Prices excluding fresh food slid 1.3 percent from a year earlier after dropping 1.7 percent in November, the statistics bureau said in Tokyo.
The Bank of Japan this week affirmed its forecast for prices to keep falling until March 2012, albeit at a slower pace because of higher oil costs. Governor Masaaki Shirakawa said beating deflation is a critical challenge” and the bank will keep interest rates low to aid the economy.
Finance Minister Naoto Kan this week said in parliament he wants the central bank to take deflation into account when it sets monetary policy. He made the remark while the BOJ board held a meeting in which it kept the key rate at 0.1 percent.
BOJ policy makers said core prices, their main gauge of inflation, will slip 0.5 percent in the year that starts in April and 0.2 percent in the following 12 months.
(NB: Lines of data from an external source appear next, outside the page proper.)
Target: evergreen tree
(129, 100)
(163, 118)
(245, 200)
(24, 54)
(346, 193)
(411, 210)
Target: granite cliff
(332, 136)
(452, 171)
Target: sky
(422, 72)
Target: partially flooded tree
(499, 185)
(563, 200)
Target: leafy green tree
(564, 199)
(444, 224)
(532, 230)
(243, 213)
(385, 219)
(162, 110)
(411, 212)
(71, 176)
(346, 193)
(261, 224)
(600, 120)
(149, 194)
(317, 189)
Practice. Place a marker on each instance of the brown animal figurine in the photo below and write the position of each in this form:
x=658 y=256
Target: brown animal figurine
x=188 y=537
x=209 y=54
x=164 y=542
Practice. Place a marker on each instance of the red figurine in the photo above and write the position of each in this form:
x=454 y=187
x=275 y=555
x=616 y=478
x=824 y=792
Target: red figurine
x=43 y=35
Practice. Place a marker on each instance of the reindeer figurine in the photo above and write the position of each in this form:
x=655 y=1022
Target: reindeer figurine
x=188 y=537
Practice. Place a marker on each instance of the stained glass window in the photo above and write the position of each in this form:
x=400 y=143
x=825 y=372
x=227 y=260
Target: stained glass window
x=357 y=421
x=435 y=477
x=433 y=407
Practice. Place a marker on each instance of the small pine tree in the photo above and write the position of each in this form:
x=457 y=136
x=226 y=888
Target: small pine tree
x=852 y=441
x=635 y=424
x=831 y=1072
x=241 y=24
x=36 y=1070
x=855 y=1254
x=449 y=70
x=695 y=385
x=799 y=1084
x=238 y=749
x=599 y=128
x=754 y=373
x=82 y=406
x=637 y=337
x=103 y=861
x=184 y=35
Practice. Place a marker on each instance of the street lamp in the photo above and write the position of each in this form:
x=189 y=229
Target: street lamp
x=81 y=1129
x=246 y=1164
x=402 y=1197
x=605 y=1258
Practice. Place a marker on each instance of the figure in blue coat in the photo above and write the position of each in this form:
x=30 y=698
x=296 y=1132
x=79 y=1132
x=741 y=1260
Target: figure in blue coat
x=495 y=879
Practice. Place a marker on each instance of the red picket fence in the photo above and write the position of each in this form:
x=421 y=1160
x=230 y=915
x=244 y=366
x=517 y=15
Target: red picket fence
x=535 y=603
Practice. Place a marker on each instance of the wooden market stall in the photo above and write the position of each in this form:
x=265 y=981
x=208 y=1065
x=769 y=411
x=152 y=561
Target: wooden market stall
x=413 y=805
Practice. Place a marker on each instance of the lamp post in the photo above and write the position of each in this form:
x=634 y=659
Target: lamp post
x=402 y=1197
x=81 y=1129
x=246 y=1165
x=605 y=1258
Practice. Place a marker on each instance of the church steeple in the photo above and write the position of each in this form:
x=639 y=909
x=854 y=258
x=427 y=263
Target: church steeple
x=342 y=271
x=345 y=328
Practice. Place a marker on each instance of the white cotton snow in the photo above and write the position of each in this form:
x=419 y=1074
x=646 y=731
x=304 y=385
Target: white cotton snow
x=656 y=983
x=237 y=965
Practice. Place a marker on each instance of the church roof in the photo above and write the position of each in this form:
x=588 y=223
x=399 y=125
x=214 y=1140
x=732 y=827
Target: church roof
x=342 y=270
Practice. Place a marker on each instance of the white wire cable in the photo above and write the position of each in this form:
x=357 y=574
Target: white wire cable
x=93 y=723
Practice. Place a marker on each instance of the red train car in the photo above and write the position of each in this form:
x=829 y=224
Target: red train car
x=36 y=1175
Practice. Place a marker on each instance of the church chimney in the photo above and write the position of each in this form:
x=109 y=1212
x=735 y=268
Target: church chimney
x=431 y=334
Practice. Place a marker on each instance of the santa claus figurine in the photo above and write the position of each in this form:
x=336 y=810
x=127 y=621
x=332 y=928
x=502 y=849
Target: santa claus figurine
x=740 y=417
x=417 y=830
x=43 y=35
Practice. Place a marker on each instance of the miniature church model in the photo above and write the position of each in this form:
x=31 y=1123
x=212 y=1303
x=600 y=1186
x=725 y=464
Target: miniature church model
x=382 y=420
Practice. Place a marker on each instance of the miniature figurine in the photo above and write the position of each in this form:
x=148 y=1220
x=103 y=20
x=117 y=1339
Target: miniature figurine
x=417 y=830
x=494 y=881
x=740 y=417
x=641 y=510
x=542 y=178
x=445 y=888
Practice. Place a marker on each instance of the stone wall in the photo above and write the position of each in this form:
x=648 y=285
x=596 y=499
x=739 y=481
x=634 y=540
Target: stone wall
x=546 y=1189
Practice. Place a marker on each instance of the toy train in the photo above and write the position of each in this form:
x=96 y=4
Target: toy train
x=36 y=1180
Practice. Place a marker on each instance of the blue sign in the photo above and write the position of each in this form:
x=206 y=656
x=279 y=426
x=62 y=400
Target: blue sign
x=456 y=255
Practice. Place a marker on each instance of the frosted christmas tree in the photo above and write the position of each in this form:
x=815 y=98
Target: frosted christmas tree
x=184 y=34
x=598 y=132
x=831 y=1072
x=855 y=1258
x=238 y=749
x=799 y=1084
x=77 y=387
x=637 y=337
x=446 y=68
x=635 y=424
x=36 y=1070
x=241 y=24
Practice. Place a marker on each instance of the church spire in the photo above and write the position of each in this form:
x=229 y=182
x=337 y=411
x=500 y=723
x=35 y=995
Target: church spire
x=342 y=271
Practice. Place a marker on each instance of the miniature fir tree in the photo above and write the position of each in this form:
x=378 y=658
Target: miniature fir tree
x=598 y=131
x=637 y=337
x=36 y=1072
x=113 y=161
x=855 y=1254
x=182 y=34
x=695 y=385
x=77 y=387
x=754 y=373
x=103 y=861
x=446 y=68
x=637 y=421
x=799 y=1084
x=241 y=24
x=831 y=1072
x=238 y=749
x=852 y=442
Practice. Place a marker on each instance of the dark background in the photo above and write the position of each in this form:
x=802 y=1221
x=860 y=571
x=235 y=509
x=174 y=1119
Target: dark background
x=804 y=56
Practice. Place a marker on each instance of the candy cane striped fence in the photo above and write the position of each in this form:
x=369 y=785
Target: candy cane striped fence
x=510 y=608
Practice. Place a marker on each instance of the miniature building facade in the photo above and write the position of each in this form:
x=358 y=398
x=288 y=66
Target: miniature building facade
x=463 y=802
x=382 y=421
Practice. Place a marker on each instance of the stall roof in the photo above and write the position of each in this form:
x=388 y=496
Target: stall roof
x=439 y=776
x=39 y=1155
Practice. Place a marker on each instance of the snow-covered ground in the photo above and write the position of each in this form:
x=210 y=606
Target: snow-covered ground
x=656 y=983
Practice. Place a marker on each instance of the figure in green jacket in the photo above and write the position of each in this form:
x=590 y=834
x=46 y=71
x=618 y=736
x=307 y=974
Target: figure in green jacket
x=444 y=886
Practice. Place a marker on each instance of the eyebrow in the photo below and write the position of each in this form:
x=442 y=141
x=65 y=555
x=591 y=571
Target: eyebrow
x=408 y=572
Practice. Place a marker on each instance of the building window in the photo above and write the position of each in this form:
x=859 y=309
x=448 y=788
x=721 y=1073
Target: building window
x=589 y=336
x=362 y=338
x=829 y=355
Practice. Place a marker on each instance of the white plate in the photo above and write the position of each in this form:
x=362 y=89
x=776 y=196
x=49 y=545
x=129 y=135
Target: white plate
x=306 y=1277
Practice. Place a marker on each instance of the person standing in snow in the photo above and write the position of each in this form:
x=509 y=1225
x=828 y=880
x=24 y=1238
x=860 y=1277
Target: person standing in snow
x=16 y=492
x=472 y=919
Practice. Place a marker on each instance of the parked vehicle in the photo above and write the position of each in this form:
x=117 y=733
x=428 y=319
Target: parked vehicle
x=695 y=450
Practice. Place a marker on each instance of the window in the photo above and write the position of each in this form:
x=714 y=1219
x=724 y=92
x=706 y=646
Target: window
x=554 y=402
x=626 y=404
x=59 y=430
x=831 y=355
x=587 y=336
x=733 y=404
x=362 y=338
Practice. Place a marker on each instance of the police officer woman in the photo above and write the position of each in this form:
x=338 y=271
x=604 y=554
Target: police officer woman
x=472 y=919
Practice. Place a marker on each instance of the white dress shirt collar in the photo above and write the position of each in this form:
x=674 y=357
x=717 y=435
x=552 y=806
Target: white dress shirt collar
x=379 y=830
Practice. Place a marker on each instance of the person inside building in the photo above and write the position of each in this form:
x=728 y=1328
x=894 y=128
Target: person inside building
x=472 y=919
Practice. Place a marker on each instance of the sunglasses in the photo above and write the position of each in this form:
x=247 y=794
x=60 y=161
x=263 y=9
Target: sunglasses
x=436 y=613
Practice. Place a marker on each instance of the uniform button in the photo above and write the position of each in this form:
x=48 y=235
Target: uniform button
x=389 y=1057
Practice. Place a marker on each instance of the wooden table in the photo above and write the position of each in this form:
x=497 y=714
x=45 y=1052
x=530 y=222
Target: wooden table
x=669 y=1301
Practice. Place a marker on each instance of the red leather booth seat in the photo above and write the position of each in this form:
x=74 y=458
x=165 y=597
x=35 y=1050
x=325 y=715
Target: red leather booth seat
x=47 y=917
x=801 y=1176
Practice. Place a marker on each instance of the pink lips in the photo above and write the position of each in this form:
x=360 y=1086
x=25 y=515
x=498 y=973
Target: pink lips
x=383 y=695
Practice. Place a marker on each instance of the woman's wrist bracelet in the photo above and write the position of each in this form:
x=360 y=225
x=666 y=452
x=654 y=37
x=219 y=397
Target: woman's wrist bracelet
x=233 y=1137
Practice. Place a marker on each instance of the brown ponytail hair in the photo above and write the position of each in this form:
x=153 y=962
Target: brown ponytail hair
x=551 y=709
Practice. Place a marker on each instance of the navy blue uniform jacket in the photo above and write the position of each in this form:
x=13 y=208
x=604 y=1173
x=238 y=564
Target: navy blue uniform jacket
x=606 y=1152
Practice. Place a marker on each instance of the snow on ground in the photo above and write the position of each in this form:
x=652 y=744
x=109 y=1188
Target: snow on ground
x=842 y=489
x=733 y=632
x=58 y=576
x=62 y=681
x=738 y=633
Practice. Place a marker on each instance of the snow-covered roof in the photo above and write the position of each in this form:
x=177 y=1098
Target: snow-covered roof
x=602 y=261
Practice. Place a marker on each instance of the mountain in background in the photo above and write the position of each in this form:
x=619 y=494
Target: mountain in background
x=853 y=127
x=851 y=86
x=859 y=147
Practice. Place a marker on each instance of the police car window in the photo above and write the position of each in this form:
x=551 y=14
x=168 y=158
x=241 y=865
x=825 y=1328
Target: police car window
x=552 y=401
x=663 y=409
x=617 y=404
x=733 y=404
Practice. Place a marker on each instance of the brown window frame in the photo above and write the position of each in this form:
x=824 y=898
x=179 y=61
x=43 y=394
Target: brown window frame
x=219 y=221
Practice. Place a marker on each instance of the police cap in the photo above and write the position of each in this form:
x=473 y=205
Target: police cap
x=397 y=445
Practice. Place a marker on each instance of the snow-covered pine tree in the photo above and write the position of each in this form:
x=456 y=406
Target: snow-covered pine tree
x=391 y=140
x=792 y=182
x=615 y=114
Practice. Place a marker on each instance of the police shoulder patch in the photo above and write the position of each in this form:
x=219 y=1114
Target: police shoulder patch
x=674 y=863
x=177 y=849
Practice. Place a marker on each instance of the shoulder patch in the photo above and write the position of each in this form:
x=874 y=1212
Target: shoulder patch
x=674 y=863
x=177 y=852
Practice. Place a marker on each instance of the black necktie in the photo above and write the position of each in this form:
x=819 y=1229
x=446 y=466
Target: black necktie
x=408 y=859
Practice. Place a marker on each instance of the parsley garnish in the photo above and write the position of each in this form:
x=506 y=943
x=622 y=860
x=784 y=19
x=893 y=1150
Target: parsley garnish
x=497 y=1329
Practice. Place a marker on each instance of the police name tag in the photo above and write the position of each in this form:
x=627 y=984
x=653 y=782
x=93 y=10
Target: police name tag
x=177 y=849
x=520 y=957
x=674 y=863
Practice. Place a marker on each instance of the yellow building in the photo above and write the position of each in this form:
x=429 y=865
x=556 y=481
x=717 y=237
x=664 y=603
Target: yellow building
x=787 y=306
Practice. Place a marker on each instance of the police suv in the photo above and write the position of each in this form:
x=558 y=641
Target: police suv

In October they predicted declines of 0.8 percent and 0.4 percent.
Consumer prices excluding energy and food, which economists say are a better reflection of domestic price trends because Japan imports most of its oil and edibles, fell 1.2 percent in December from a year earlier.
In Tokyo, core prices slid 2 percent in January. The figures for the capital are released a month earlier than nationwide data, making them a harbinger of price trends.
Falling wages and job losses have been discouraging spending by households and prompting companies to make discounts to attract customers.
Consumers’ preference for cheaper products is eroding sales at department stores, which have fallen for 22 months. Seven & I Holdings Co., Japan’s largest retailer, this week said it will shut a Seibu outlet in Tokyo’s Ginza district on Dec. 25, its third department-store closure in two years.
The government declared for the first time in three years in November that Japan has slipped back into deflation.